Debora Guedes made the trip from the nearby city of Sao Goncalo, more than an hour's drive. She came with her 2 year-old dog, Briana, dressed in a Harry Potter outfit.
"I like Carnival but with a dog, it's even more fun," Guedes told the Associated Press.
Sunday's "Blocao" — a mixture of "bloco" that refers to the traditional Carnival street parties and "cao," dog in Portuguese — was not the only infringement to the city's Carnival ban.
Since Saturday, when Carnival was supposed to kick in, revellers have been spotted in their colorful party outfits throughout the city, leaving a trail of glitter behind them.
Police officers, who in the past weeks have shut down several "blocos" from the moment they gathered, seemed more lenient with the thousands of party-people looking for some fun over the weekend.
'Bloco' parties play on, despite ban
Thousands defied an official ban on street parties by dancing, singing and mingling to the rhythm of Samba, sometimes as police looked on.
Others attended more formal events that moved indoors this year after City Hall banned "blocos," the tightly packed street parties traditionally thronged by those who cannot or do not want to lay out for pricey tickets for the official parade at the Sambadrome — which this year has been postponed to April because Brazil is still not past the omicron wave.

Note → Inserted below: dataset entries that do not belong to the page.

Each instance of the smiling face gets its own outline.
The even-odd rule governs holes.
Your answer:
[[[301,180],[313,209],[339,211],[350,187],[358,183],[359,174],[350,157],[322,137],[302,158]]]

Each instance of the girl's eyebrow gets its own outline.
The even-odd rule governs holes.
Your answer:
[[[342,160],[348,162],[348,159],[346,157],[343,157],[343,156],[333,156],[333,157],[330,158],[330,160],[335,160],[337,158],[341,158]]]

"I think it's a shame this has to happen this way," said Tulio Brasil, a 29 year-old music marketing director who found one of the unauthorized street parties in the city center.
"It doesn't make sense to crowd everyone into a closed place when the street, an open space, much more airy, is prohibited," he said.
The indoor parties — and the fee to get in — are a heresy for many Brazilians who say that Carnival's block parties are essentially and historically parties by the people and for the people.
Tourists from abroad and across Brazil have turned up in numbers this year in spite of the virus. As of Feb. 24, hotels in Rio were at about 80 per cent capacity, according to Rio's hotel association.